Women’s bodies are expending energy to cleanse their reproductive systems from the inside out. This physiological housekeeping may take less energy than the peristalsis and absorption process of the gastrointestinal tract, but it does take energy all the same.

Heat-building, strenuous poses like inversions divert the energy that should be focused on your internal process out into your muscles. This doesn’t hurt you in a direct sense, but it does tax your system overall, and can really slow you down.

So, can you go upside-down on your period? If you really want to, sure.

Should you? That’s up to you and your body.

It is generally not recommended, but it’s not going to harm you either way. Just like every yoga class, be sure to listen carefully to what your own body is telling you.

How can I get the Benefit of an Inversion while I’m on my Period?

You can get the same lymphatic system benefits of an inversion without the acrobatics any time the head is lower than the pelvis and legs.

Viparita Karani (Inverted Lake) is a great alternate inversion. Some students find this pose more relaxing and restorative than taking a nap! Just relax on your back with your legs either straight up the wall (in an L-shape like a reclining version of Staff Pose), with your legs spread in a wide V-shape to release out the hips, or with the soles of your feet together (knees widening toward the wall like a reclining Cobbler’s Pose).

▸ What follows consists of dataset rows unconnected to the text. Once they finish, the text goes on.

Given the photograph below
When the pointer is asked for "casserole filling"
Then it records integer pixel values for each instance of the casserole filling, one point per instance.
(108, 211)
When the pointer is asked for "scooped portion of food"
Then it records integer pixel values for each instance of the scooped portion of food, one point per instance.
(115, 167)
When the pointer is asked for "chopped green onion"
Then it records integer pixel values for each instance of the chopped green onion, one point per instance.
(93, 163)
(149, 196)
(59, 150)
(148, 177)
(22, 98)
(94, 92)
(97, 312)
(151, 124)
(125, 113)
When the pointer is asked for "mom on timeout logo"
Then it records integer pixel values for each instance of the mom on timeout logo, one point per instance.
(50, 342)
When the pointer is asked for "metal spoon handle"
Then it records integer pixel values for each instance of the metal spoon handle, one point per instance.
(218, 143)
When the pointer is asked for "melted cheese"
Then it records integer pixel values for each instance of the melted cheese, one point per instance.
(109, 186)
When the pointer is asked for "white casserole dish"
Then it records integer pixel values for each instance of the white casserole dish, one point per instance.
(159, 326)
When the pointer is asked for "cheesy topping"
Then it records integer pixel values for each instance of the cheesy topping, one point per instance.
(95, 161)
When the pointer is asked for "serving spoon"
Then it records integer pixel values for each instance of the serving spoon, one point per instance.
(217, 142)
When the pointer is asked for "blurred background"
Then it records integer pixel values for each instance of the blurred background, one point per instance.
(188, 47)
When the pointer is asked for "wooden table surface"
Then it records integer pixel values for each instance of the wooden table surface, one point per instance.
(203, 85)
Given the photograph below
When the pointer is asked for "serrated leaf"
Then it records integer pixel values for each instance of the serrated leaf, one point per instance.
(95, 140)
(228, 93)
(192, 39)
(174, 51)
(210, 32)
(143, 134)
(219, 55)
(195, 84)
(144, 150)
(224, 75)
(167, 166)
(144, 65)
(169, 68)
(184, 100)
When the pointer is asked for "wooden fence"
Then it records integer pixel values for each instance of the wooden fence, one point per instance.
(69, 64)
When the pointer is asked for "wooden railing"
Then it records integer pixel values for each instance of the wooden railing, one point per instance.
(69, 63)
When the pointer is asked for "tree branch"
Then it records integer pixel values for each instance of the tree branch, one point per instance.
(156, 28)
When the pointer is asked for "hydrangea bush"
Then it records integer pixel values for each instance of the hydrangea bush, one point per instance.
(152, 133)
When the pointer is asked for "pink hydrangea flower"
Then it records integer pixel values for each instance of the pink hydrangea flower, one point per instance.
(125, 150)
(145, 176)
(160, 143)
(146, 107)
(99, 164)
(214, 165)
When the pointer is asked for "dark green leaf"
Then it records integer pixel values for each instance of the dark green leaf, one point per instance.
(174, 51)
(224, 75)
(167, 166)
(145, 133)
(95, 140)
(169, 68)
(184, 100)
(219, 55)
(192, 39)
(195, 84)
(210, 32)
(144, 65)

Adho Mukha Svanasana, or Downward Facing Dog Pose is also technically considered an inversion. While Down-Dog is strenuous to beginners, this pose is common to almost all types of yoga practice, and is not a heat-building pose for most seasoned yogis.

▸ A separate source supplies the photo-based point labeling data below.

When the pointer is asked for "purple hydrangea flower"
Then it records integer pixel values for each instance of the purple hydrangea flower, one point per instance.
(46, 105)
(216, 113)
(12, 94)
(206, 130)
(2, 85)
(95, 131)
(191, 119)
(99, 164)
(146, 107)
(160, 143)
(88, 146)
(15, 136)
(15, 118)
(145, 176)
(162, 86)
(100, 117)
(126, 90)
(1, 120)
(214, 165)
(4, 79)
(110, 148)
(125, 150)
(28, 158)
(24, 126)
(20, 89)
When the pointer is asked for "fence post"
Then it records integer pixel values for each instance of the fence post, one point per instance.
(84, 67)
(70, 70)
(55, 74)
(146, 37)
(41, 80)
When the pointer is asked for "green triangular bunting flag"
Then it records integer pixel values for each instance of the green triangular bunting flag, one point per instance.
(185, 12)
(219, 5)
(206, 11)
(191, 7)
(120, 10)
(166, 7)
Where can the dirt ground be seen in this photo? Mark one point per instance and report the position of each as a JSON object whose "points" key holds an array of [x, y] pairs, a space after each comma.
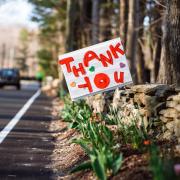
{"points": [[68, 155]]}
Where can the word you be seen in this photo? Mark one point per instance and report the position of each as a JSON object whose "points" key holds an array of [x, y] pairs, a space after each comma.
{"points": [[95, 68]]}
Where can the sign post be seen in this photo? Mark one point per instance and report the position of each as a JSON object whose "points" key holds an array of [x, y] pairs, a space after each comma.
{"points": [[95, 69]]}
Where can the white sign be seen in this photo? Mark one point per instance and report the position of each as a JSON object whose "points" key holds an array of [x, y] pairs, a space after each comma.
{"points": [[95, 69]]}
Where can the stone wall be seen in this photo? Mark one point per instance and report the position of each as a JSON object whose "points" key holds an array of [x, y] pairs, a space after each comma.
{"points": [[158, 104]]}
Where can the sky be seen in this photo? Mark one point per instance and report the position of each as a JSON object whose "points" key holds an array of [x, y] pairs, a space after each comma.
{"points": [[16, 12]]}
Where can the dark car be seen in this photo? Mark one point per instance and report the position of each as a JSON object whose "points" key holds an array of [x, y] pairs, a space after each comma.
{"points": [[10, 77]]}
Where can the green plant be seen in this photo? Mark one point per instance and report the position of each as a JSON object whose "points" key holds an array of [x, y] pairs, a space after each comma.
{"points": [[77, 114], [161, 164], [99, 145], [131, 130]]}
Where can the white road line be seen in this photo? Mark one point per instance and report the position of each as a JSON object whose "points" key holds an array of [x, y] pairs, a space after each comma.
{"points": [[17, 117]]}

What Yoga Poses are Good for Menstrual Cramps?

Any of the poses that relax and lengthen the abdomen are great for menstrual cramps.

Contrary to most women’s urge to curl up into fetal position while cramping, it is not a great idea to spend the whole class in Child’s Pose. The already tense muscles tend to stay tight in that pose in that case.

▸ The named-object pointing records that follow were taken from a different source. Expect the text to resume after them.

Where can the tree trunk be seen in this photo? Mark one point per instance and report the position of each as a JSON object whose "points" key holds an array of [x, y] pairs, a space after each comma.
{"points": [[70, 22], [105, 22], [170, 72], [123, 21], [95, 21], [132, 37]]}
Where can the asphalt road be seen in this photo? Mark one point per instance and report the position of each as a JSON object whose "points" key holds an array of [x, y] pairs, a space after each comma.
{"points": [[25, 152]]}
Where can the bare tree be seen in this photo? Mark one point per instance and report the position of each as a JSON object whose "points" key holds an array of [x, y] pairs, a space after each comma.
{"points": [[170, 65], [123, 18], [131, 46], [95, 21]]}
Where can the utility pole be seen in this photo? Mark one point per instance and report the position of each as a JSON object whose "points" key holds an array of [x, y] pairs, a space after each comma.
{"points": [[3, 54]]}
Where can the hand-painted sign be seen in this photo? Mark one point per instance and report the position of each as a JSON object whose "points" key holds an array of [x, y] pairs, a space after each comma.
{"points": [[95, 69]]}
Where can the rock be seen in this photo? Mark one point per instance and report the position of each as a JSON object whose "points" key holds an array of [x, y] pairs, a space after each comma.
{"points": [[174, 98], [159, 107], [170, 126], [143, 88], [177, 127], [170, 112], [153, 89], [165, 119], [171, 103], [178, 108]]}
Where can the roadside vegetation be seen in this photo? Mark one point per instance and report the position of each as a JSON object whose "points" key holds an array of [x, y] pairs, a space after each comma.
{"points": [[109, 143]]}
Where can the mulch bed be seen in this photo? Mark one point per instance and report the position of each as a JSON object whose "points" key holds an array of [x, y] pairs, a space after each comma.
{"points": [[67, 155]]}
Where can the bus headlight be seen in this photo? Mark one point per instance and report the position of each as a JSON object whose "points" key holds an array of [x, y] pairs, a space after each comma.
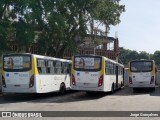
{"points": [[31, 82]]}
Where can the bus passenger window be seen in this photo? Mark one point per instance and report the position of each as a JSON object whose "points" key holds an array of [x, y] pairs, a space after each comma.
{"points": [[39, 70]]}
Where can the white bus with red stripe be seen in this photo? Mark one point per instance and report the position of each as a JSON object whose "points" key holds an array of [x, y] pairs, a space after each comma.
{"points": [[30, 73], [96, 73], [142, 74]]}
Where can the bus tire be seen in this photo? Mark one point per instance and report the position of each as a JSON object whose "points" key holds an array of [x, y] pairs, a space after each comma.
{"points": [[153, 89], [62, 89], [112, 89]]}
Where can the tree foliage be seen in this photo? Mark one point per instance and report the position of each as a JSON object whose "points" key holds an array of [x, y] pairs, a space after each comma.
{"points": [[127, 55]]}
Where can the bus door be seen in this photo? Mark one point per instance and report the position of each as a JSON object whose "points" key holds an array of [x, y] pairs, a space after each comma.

For severe cramps try the following mini-sequence:

  • Viparita Karani (Inverted Lake) “sit” on the wall, with your buttocks touching it, and stretch your feet up at a perpendicular angle. Relax here for at least 7 breaths. This pose can safely be held for a very long time – try it for five whole minutes! To come out of this pose, roll everything over to one side, point your chest down toward the floor and come up to hands and knees.
  • While you’re on your hands and knees pay attention to your breath in a few Cat / Cow rolls (Chkravakasana)
  • Slowly bring yourself back down onto the mat with your head toward the wall, hug your knees and roll gently from side to side for a nice lower back massage. If that feels great, try a few spinal rolls to stimulate the glands up and down the length of your back.
  • Resting on your back, keep your knees bent and bring your feet flat on the floor. Separate the feet to the edges of your yoga mat, slowly drop the right knee downward to the left ankle, and allow the left knee to float out to the left. Like Windshield Wipers, alternate knees to opposite ankles – coordinating deep, slow relaxing belly-breaths with this super-gentle twist.
  • Stretch out nice and long for Savasana the Final Relaxation Pose. Try to concentrate on incrementally relaxing each part of your body starting with your feet. Remember to take the tongue off the roof of the mouth, and to relax the jaw and forehead.